Tenemos ahora como una venda ante los ojos, y Dios se nos oculta tras el velo de la fe. Mas, ¿qué sucederá cuando desaparezca esa venda y se rasgue aquel velo, y veamos cuan hermoso es Dios, cuán grande y justo, perfecto, amable y amoroso? (1 Co., 13, 12).


AFECTOS Y PETICIONES

   Yo soy, ¡oh Sumo Bien mío!, aquel miserable que tantas veces se apartó de Ti y renunció a tu amor. Por ello indigno soy de verte y amarte. Más Tú, Señor, eres el que, por compadecerte de mí, no tuviste compasión de Ti mismo y te condenaste a morir de dolor en un madero infame y afrentoso. Por tu muerte espero, que algún día te veré y gozaré de tu presencia y te amaré con todo mí ser.
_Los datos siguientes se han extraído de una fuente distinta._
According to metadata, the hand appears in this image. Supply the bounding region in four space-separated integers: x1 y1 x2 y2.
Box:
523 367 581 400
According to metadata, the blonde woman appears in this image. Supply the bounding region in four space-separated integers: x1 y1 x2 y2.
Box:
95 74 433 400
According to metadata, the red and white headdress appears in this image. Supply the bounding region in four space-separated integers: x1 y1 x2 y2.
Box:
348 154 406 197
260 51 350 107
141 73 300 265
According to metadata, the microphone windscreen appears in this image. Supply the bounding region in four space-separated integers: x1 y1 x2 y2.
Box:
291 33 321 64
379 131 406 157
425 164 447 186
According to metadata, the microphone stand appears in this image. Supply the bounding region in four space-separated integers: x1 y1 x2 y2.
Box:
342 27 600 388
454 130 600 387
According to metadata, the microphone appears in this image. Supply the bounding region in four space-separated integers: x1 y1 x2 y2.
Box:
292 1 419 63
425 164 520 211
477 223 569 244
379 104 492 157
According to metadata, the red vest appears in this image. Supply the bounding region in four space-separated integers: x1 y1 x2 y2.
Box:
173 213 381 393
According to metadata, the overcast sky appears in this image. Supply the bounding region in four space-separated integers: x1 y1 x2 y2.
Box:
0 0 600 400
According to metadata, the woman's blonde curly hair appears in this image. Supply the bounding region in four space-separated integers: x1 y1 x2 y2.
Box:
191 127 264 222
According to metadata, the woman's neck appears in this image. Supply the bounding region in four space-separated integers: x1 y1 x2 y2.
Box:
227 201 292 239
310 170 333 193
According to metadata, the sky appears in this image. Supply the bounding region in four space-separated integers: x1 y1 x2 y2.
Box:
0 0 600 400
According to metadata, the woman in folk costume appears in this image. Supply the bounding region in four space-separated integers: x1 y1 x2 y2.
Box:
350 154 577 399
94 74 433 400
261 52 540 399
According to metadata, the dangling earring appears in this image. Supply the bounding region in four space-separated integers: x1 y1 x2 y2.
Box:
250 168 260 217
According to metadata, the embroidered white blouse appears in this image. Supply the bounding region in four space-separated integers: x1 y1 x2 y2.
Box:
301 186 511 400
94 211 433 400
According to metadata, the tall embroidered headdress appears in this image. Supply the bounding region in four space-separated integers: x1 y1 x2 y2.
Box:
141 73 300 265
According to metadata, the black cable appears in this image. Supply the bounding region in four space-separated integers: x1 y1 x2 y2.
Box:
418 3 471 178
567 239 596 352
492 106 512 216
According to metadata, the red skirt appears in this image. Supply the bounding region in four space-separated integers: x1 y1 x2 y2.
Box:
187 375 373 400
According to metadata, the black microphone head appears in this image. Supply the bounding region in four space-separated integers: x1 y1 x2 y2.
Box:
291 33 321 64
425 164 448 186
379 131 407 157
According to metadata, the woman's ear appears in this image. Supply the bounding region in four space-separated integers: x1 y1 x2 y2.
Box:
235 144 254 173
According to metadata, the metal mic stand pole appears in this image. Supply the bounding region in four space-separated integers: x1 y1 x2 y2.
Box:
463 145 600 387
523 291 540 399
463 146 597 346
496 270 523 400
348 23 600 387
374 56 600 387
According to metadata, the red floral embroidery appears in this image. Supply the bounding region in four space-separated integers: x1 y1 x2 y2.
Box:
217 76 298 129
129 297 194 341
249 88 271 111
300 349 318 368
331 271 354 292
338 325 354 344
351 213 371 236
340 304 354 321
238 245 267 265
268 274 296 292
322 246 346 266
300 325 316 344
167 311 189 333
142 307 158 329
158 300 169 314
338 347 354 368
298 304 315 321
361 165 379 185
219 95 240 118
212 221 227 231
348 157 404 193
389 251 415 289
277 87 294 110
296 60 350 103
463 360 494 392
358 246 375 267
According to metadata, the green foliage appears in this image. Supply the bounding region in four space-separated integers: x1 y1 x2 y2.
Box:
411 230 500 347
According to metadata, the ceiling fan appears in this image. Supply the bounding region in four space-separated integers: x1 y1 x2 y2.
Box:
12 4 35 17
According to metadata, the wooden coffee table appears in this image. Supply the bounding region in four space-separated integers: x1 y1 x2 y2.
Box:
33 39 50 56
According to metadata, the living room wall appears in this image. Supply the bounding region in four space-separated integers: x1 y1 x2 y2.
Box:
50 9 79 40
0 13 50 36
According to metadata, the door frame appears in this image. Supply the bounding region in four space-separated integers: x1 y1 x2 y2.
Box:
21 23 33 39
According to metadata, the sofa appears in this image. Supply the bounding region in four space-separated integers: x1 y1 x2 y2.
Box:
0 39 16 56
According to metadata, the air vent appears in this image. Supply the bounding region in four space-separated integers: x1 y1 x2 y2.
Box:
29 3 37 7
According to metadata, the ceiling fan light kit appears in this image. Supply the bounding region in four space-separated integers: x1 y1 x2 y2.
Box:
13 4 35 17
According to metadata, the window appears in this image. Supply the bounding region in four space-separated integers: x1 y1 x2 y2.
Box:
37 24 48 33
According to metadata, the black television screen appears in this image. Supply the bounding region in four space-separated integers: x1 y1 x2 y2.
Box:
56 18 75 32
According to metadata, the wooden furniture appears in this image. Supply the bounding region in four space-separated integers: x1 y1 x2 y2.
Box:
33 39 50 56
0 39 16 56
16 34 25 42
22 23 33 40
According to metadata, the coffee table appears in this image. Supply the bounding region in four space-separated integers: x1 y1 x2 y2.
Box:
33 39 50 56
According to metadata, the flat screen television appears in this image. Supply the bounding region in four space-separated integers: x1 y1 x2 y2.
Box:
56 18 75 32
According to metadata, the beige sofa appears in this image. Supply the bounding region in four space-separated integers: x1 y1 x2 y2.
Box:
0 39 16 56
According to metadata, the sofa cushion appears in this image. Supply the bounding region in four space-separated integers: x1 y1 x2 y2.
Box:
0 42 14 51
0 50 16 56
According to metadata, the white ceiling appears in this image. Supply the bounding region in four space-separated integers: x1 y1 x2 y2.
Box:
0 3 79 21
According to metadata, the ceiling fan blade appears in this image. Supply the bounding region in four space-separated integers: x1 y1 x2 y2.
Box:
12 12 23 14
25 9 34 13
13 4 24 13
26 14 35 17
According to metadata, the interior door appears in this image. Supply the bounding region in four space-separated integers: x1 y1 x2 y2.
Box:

Pero ahora que me hallo en peligro de perderte para siempre, o más bien que te perdí por mis pecados, ¿qué haré en lo que reste de vida? ¿Seguiré ofendiéndote?... No, Jesús mío; aborrezco las ofensas que te hice. Me pesa de haberte ofendido y te amo con todo mi corazón... ¿Apartarás de Ti a un alma que se arrepiente y te ama? No. Bien sé lo que dijiste, amado Redentor 82 mío; que no sabes rechazar a los que, arrepentidos, recurren a Ti (Jn., 6, 37). A todo renuncio, Jesús mío, y me entrego a Ti, te abrazo y uno a mi corazón.. Abrázame y úneme también a tu Corazón sacratísimo... Y si me atrevo a hablar así es porque hablo y trato con la Bondad infinita, con un Dios que murió por mi amor.  Carísimo Redentor mío, dadme la perseverancia en tu amor santo.

   Amada Virgen María, Madre nuestra, alcánzame ese don de la perseverancia, por lo mucho que amas a Cristo Jesús. Así lo espero y así sea.